Назад

Пси: Постскриптум [Гл. 1-2 из 12]

  • Межстр. интервал: 1.5 em
  • Размер шрифта: 1 em

Пси: Постскриптум

Ксана Линдеманн

Глава 1

Иногда одна ночь — минута, секунда — может разделить жизнь на до и после. Просыпаясь утром, мы не знаем, чем закончится новый день, и отдаемся во власть событий, связанных абсолютно не подвластной человеческому разуму логикой.

Так случается.

Но не сегодня и не с ней.

Не с Лу Рид.

Засыпая вчера вечером на плече любимого человека, она точно знала, что завтра может проснуться в последний раз. Не надеялась на везение, не пыталась храбро притворяться, что ей не страшно. Просто проживала последние минуты мнимого спокойствия, вслушиваясь в мерное дыхание спящего рядом Йонаса. И сейчас, когда все окончательно пошло не так, она готова была отдать последнее, чтобы вернуться в прошлое и вновь начать считать ровные, щекочущие кожу выдохи…

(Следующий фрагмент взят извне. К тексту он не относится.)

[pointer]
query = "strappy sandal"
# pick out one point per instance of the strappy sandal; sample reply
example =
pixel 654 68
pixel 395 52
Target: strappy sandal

— Крэп, соберись! — Лу сжала кулаки, а затем беспомощно и вместе с тем не теряя надежды огляделась. — Не о том думаешь.

Ее обтекала толпа. Живая, разъяренная, безжалостная. Она увлекала за собой водоворотом, напоминая каждым выкриком, что Лу здесь чужая — всего лишь сломанный винтик в расшатанном механизме.

Рваный гул разрезала автоматная очередь, за которой последовал звук осыпающихся осколков.

— Свобода! Свобода для всех! — Голос, усиленный рупором, растворялся в разрисованных улицах Термитника, провоцируя новые волны лозунгов. — Люди равны!

И тут же, словно в противовес, неистовое:

— Смерть чистым!

Изуродованные ненавистью люди не замечали ничего вокруг — и не осознавали, что окончательно теряли человечность. Как зверь, испачканный кровью, хлебнувший ее по полной, эта толпа сносила все на своем пути. Сносила начисто, крушила, убивала.

Попытка остановить это безумие приравнивалась к самоубийству, поэтому все, что оставалось Лу, — отправлять Даниэль отчеты о происходящем. Данные о пострадавших и убитых сливались перед ней в размытых пиксельных строчках.

Манифестанты пересекали границу Термитника, оставляя за собой первый кровавый след. Им было плевать, кто и как погибал: от пуль полиции или под ногами своих же соратников.

Несогласие — смерть.

Промедление — смерть.

Сомнение — смерть.

Блокпост почти миновали, растоптав разорванные на части и буквально размазанные по щербатой дороге останки полицейских.

Еще одно сообщение от Вейсс. Еще один отчет.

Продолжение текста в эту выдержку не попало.